On October 30th when I got back from school I found a new flock of twenty-five ewes, Cotswolds again, out in Front Field. The grass has grown over the grave site now – you’d
hardly know it was there. We’ve planted an oak tree at the far end of it in memory of Little Josh and Hector and all of them. It’ll grow out of the ashes and be there for hundreds of
years.

And today it’s November 5th, and the pigs have arrived. Just three, but as Dad says: ‘With pigs, three soon becomes thirty’. They’re all Gloucester Old Spots. The boar
we’ve called Guy, and his two sows are Geraldine and Georgia. They’re gorgeous!

It’s half-term and Dad’s finally stopped smoking. I was out riding Ruby this morning with Bobs trot­ting along beside us when I saw Dad out on his tractor. He was ploughing in
Drot Field up against Bluebell Wood. He came closer and closer, looking back over his shoulder from time to time at the plough. He didn’t notice we were there. And, as he came past he was
singing. He was singing ‘Danny Boy’ at the top of his voice
.

 
Author’s Note

In the last few months, foot and mouth has spread like wildfire through our countryside. Thousands of farming families have seen their life’s work destroyed before their
eyes as over three million animals have been slaughtered. It has been an unimaginable catastrophe.

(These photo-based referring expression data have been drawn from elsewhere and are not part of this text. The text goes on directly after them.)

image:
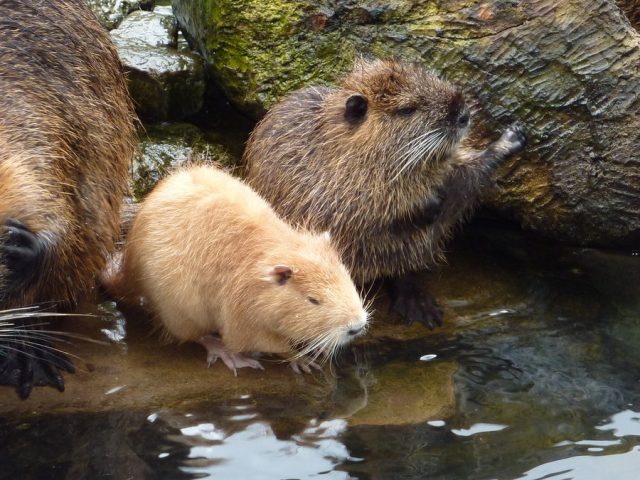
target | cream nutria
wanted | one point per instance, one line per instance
(209, 256)
(66, 140)
(377, 162)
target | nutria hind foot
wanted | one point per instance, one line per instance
(30, 360)
(23, 252)
(413, 303)
(512, 140)
(217, 349)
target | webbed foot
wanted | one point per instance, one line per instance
(216, 349)
(29, 360)
(304, 365)
(414, 303)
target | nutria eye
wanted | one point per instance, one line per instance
(406, 111)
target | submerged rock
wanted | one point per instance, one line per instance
(165, 81)
(112, 12)
(570, 70)
(163, 148)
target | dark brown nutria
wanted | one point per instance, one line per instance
(66, 140)
(377, 161)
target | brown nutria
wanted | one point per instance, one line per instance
(66, 140)
(208, 255)
(376, 161)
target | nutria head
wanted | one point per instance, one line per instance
(311, 298)
(398, 114)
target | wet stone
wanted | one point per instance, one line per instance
(533, 375)
(166, 81)
(112, 12)
(164, 147)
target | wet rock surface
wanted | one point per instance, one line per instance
(568, 69)
(166, 80)
(112, 12)
(534, 371)
(163, 148)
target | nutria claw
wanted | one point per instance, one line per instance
(515, 137)
(23, 252)
(36, 363)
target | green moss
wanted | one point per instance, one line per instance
(163, 148)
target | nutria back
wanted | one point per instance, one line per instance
(66, 141)
(362, 159)
(210, 255)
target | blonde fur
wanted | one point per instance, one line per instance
(202, 252)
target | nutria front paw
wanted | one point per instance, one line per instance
(413, 303)
(23, 252)
(514, 139)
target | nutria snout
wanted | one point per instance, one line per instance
(210, 256)
(377, 160)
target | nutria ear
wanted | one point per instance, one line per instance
(355, 108)
(280, 274)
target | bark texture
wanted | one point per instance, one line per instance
(570, 70)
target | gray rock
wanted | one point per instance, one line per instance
(165, 82)
(112, 12)
(569, 69)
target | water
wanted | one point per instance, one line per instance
(534, 376)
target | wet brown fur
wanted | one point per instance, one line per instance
(66, 140)
(200, 252)
(322, 171)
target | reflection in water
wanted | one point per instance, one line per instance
(256, 453)
(538, 380)
(622, 466)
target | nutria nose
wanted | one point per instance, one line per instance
(463, 118)
(355, 331)
(458, 111)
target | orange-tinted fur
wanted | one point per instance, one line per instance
(202, 250)
(66, 141)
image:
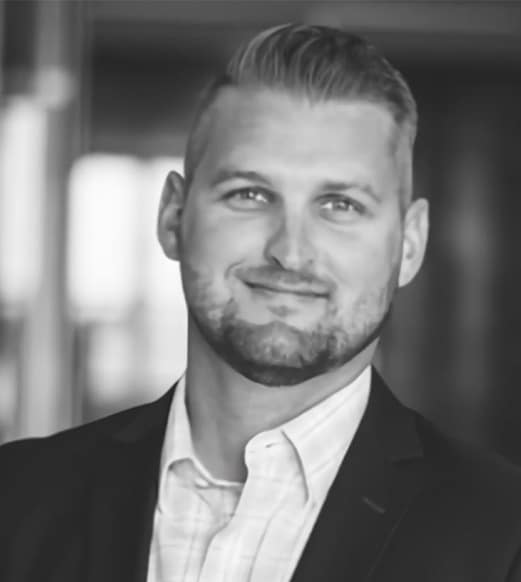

It was to reflect the impact of this tragedy that I wrote
Out of the Ashes
. The story in itself is not true but has been woven together from events that I know to be true or have
witnessed myself.

Michael Morpurgo

Iddesleigh, Devon

June 2001

 

 

 

Michael Morpurgo is the author of over ninety books for children and has won numerous literary prizes, including the Whitbread Book Award. Together with the poet Ted Hughes he
devised and set up the Children’s Laureate, a position created to bring attention to the importance of writing for children.
Out of the Ashes
was written at the height of the 2001
epidemic of foot-and-mouth disease in Britain and published nine weeks later. It won the 2002 Children’s Book Award for Younger Readers and was shortlisted for the WHSmith Children’s
Book of the Year. It was dramatized for BBC children’s television in a one-hour film shot entirely on location in Devon, and was nominated for three major television drama awards.